OV3-6 and OV3-5 were roughly identical satellites. Like the rest of the OV3 satellites, OV3-6 was an octagonal prism. As with OV3-5, its length differed from the earlier, Aerojet-produced OV3 satellites by being reduced from .74 m to .53 m. Experiments were mounted on booms, and 2560 solar cells provided 30 Watts of power. Its design life-span was eight months owing to the low planned orbit. The satellite massed 219 lb

==Experiments==

The purpose of OV3-6, also known as ATmospheric COmposition Satellite 2, was to study the variations of the atmosphere by latitude and over the course of the day, as well as and investigate the effects of solar disturbances on the composition and densities of neutral and ionized particles. To this end, it carried an aeronomy payload produced by AFCRL. Two radially mounted mass spectrometers and three cold-cathode ion-density gauges mounted along the spin axis of the satellite (to better detect small-scale variations in density than previous, radially mounted experiments), comprised one basic experiment under the direction of AFCRL's Rocco S. Narcisi and Joseph P. McIsaac. They measured atmospheric composition, density, pressure, and temperature. A boom-mounted rf impedance probe designed by AFCRL's James C. Ulwick, measured temperature irregularities and electron density.
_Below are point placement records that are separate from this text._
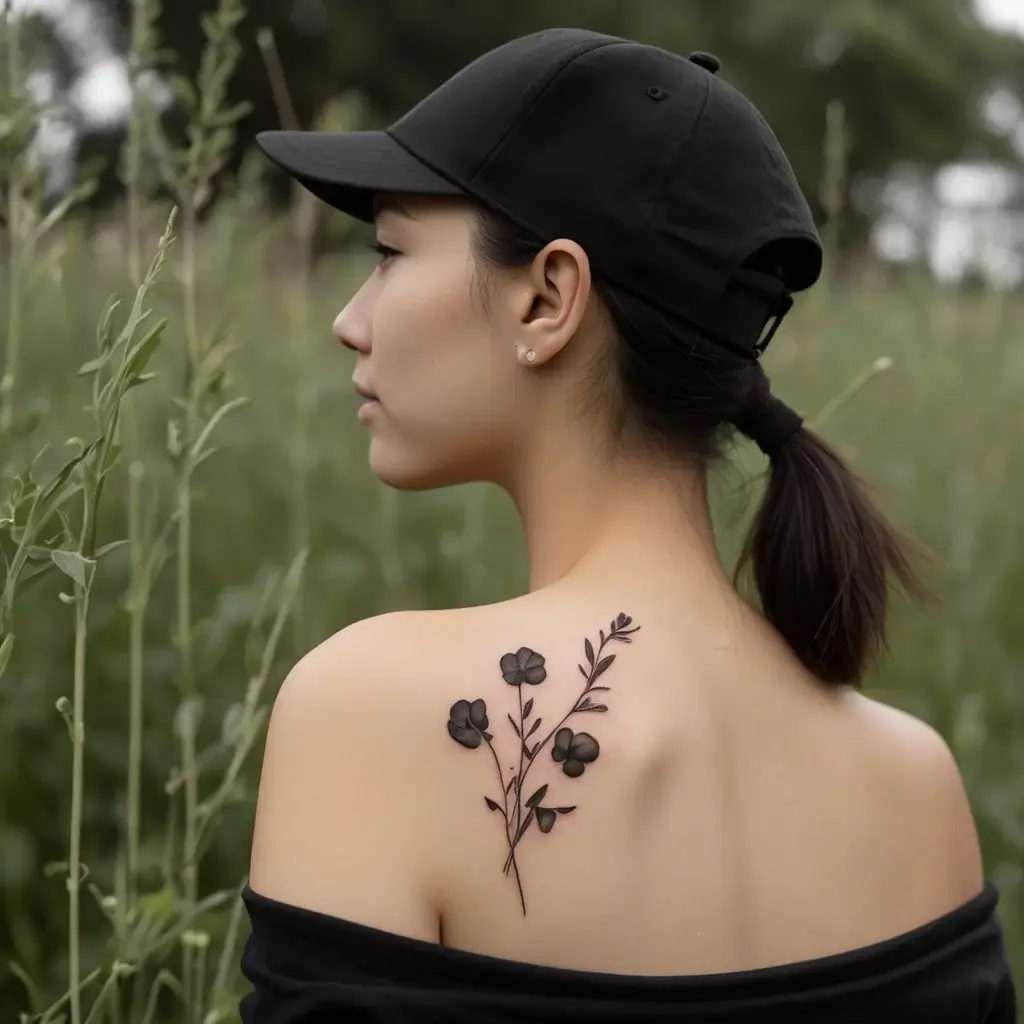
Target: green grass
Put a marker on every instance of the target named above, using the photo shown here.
(238, 476)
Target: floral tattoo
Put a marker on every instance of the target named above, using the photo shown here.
(468, 725)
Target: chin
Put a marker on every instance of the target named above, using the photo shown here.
(404, 472)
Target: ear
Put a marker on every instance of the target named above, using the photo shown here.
(553, 300)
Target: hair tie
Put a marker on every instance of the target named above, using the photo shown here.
(768, 421)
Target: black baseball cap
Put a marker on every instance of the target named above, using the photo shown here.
(668, 176)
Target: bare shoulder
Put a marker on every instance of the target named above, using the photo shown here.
(344, 803)
(922, 775)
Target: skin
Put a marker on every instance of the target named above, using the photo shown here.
(740, 813)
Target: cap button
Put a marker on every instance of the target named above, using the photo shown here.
(707, 60)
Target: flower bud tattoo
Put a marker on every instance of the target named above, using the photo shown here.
(573, 752)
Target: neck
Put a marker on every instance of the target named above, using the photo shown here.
(586, 517)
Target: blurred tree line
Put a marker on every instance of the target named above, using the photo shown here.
(910, 74)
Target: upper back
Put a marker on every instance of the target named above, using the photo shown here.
(728, 811)
(687, 805)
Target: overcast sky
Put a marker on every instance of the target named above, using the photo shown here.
(970, 227)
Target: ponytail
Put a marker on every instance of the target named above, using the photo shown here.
(822, 555)
(821, 552)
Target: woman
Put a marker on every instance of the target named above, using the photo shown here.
(626, 795)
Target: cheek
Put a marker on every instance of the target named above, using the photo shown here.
(444, 379)
(434, 352)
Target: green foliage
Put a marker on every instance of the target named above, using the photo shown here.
(908, 74)
(217, 518)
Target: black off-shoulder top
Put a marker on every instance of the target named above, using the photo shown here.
(307, 968)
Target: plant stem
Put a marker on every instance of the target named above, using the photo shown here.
(14, 255)
(77, 800)
(135, 690)
(184, 620)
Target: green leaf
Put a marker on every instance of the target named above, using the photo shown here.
(5, 651)
(108, 548)
(139, 356)
(74, 564)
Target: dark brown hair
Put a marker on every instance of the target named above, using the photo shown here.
(821, 553)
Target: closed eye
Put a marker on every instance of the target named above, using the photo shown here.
(384, 252)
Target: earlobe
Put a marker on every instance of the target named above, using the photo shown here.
(560, 282)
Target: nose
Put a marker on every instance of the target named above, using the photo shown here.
(352, 327)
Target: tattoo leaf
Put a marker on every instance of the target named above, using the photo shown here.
(603, 666)
(524, 825)
(538, 796)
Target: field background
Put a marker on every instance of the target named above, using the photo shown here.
(131, 708)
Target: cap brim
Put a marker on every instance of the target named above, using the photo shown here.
(347, 170)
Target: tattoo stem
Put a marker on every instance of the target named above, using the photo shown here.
(508, 837)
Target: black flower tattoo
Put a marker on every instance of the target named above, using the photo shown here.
(524, 666)
(468, 723)
(574, 751)
(468, 726)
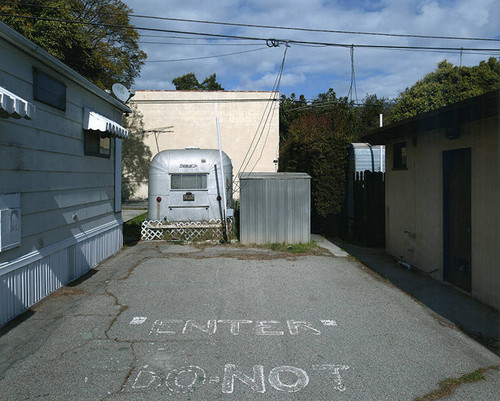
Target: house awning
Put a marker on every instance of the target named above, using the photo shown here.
(96, 122)
(13, 106)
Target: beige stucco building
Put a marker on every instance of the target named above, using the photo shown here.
(249, 126)
(443, 194)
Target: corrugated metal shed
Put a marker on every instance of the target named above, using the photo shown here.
(275, 208)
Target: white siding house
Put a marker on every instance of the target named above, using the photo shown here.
(60, 174)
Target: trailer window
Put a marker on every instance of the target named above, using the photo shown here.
(188, 181)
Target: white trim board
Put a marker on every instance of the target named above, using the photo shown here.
(17, 263)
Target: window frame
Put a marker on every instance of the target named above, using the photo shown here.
(90, 151)
(183, 188)
(57, 101)
(399, 156)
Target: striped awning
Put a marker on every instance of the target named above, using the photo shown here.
(13, 106)
(96, 122)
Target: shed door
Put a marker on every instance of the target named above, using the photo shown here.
(457, 217)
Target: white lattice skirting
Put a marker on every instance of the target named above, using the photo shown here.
(190, 231)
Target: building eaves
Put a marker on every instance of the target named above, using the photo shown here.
(25, 45)
(453, 115)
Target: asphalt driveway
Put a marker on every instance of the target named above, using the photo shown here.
(164, 321)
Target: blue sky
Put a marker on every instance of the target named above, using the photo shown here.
(311, 70)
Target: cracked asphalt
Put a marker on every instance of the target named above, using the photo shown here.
(164, 321)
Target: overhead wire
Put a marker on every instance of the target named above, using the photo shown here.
(276, 27)
(267, 113)
(289, 41)
(206, 57)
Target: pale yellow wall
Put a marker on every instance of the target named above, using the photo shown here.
(189, 119)
(414, 202)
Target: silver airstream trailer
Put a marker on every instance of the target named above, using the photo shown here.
(187, 185)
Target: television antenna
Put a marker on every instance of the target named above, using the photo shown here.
(157, 131)
(122, 93)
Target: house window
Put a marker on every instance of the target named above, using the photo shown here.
(399, 156)
(49, 90)
(97, 143)
(188, 181)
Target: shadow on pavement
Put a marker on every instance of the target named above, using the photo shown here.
(478, 320)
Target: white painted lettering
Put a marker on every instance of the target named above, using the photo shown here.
(210, 328)
(262, 327)
(186, 379)
(138, 320)
(235, 325)
(256, 383)
(145, 379)
(334, 371)
(295, 325)
(164, 327)
(277, 383)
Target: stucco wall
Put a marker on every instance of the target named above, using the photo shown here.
(249, 125)
(414, 203)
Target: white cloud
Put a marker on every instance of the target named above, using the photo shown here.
(312, 70)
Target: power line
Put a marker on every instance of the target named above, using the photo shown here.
(400, 35)
(196, 44)
(289, 41)
(205, 57)
(277, 27)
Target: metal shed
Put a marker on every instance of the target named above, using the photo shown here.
(275, 208)
(363, 156)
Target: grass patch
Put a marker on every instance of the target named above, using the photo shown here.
(132, 230)
(447, 386)
(301, 248)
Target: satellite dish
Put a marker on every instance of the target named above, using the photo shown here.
(121, 92)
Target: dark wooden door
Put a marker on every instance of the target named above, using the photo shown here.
(457, 217)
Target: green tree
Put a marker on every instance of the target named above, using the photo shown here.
(189, 82)
(316, 144)
(291, 108)
(94, 37)
(448, 84)
(136, 156)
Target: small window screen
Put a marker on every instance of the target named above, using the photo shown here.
(49, 90)
(188, 181)
(399, 156)
(97, 144)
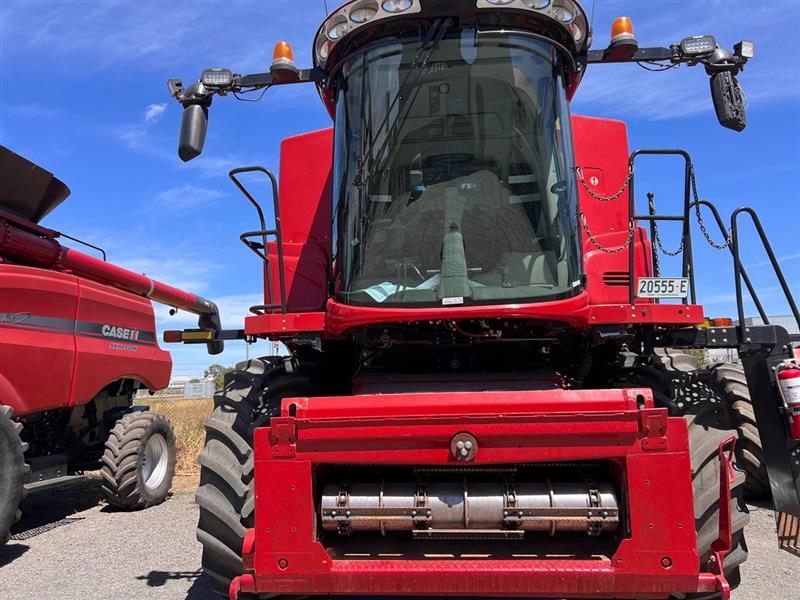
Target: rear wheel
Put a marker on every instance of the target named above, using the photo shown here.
(251, 395)
(691, 391)
(729, 381)
(704, 442)
(682, 385)
(12, 472)
(139, 461)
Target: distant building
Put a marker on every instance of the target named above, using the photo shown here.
(199, 389)
(787, 322)
(183, 389)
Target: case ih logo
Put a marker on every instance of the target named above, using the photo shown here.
(120, 333)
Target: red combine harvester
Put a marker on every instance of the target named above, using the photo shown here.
(485, 393)
(77, 339)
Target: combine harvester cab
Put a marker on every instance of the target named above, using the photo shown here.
(77, 340)
(485, 393)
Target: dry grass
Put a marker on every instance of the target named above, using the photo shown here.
(187, 418)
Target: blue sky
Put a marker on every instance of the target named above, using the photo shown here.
(83, 93)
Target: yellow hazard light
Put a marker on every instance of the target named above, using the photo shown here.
(283, 53)
(722, 322)
(283, 68)
(621, 28)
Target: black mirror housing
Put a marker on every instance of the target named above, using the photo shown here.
(728, 100)
(194, 125)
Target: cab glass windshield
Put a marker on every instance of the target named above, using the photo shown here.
(452, 174)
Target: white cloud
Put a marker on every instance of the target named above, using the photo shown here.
(154, 112)
(186, 197)
(33, 111)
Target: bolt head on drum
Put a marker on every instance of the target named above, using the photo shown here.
(464, 447)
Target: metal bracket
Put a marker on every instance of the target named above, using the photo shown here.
(724, 543)
(283, 437)
(653, 425)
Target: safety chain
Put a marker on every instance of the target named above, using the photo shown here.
(729, 240)
(651, 202)
(656, 233)
(599, 246)
(595, 195)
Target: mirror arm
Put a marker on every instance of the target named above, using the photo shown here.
(642, 54)
(259, 80)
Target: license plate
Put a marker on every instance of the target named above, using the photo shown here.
(663, 287)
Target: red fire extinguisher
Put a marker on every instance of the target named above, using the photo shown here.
(789, 382)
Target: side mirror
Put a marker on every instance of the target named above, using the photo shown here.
(194, 125)
(728, 100)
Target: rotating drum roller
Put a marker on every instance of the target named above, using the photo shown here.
(469, 506)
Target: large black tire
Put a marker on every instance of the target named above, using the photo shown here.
(729, 381)
(687, 389)
(139, 461)
(250, 396)
(682, 385)
(12, 472)
(704, 442)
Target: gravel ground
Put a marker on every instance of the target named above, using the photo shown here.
(94, 553)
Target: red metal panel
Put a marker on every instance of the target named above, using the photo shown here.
(37, 343)
(601, 152)
(121, 343)
(306, 213)
(657, 558)
(276, 325)
(23, 243)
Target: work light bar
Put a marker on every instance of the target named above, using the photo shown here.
(355, 15)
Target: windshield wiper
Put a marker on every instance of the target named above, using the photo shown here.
(432, 39)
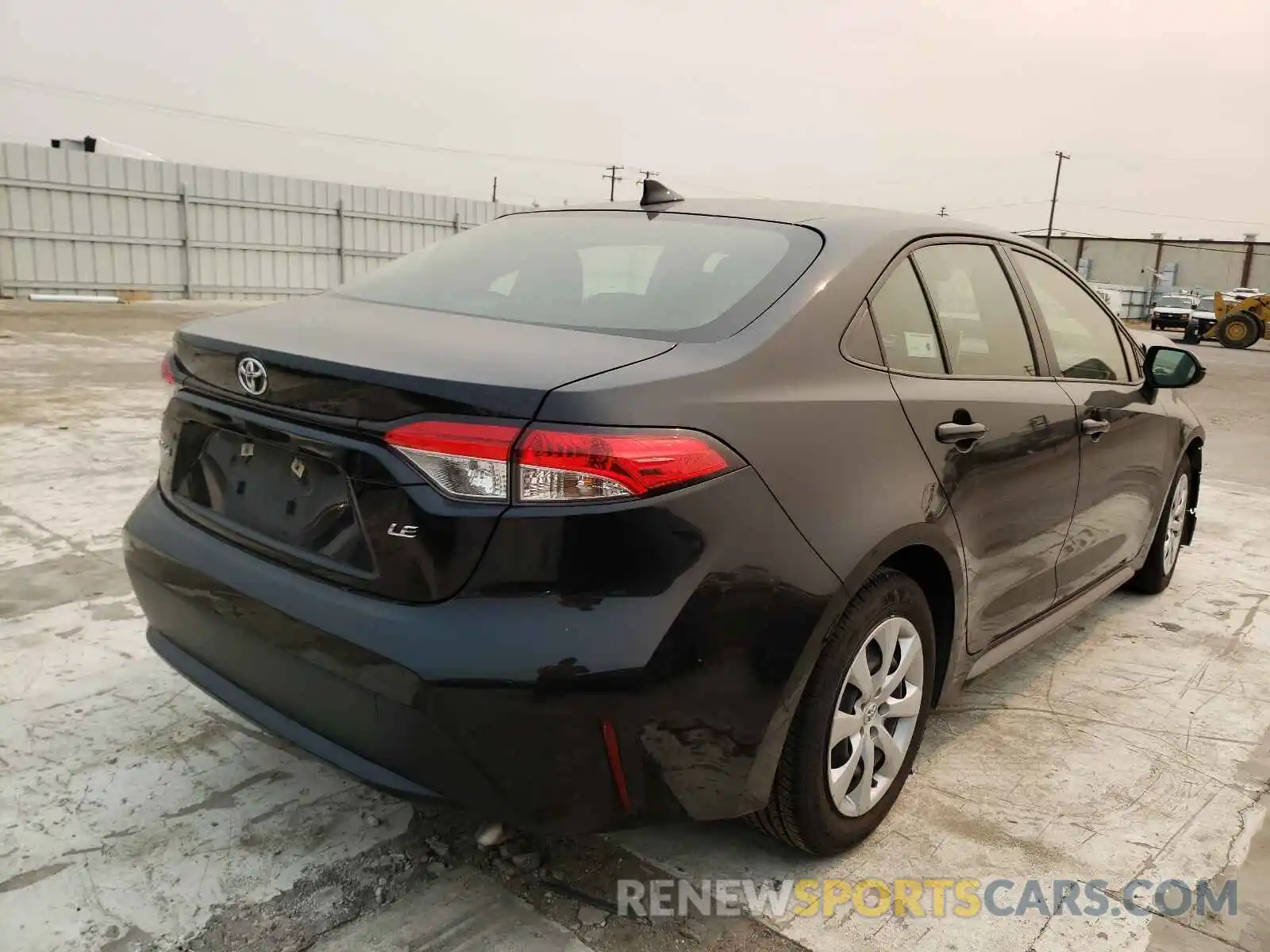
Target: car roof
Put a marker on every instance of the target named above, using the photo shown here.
(854, 222)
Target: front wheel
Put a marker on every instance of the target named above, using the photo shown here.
(1157, 571)
(1240, 330)
(856, 731)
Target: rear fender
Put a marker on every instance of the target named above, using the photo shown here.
(940, 536)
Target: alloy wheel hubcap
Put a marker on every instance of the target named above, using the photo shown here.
(1175, 520)
(876, 717)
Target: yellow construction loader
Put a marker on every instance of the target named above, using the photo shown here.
(1238, 323)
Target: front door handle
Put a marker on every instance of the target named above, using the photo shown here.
(1094, 427)
(959, 432)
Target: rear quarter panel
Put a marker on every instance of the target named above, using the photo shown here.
(829, 437)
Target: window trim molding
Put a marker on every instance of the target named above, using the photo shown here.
(863, 313)
(1045, 363)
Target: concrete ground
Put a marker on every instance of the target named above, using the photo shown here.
(135, 812)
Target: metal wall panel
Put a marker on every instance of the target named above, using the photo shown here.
(87, 222)
(1204, 266)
The other boom carried a magnetometer.

==Mission==

Launched from Vandenberg Space Launch Complex 5 on 5 December 1967 at 00:57:00 UTC via Scout B rocket, OV3-6 was successfully placed into a nearly circular polar orbit. After approximately 80 complete orbits the onboard tape recorder failed in March 1968 limiting transmission of data to times when the satellite was within line-of-site of a ground station. Nevertheless, good experimental data were obtained throughout the satellite's 15-month lifetime. The neutral particles studied included neutral nitrogen and oxygen molecules, as well as free oxygen atoms. The ionized particles measured by OV3-6 included atomic hydrogen, helium, oxygen, nitrogen, and neon, as well as nitric oxide and oxygen molecules. The satellite reentered the Earth's atmosphere on 9 March 1969.

==Results and legacy==

OV3-6 measured much larger latitude variations than current atmospheric models had expected. A bulge in the neutral density in the summer hemisphere was also discovered. The data obtained was used to construct more accurate atmospheric models, and to correlate physical chemistry reactions to disturbances originating from the sun.

This sixth OV3 satellite was the last of the program, its mission to be continued by the cheaper OV1 program.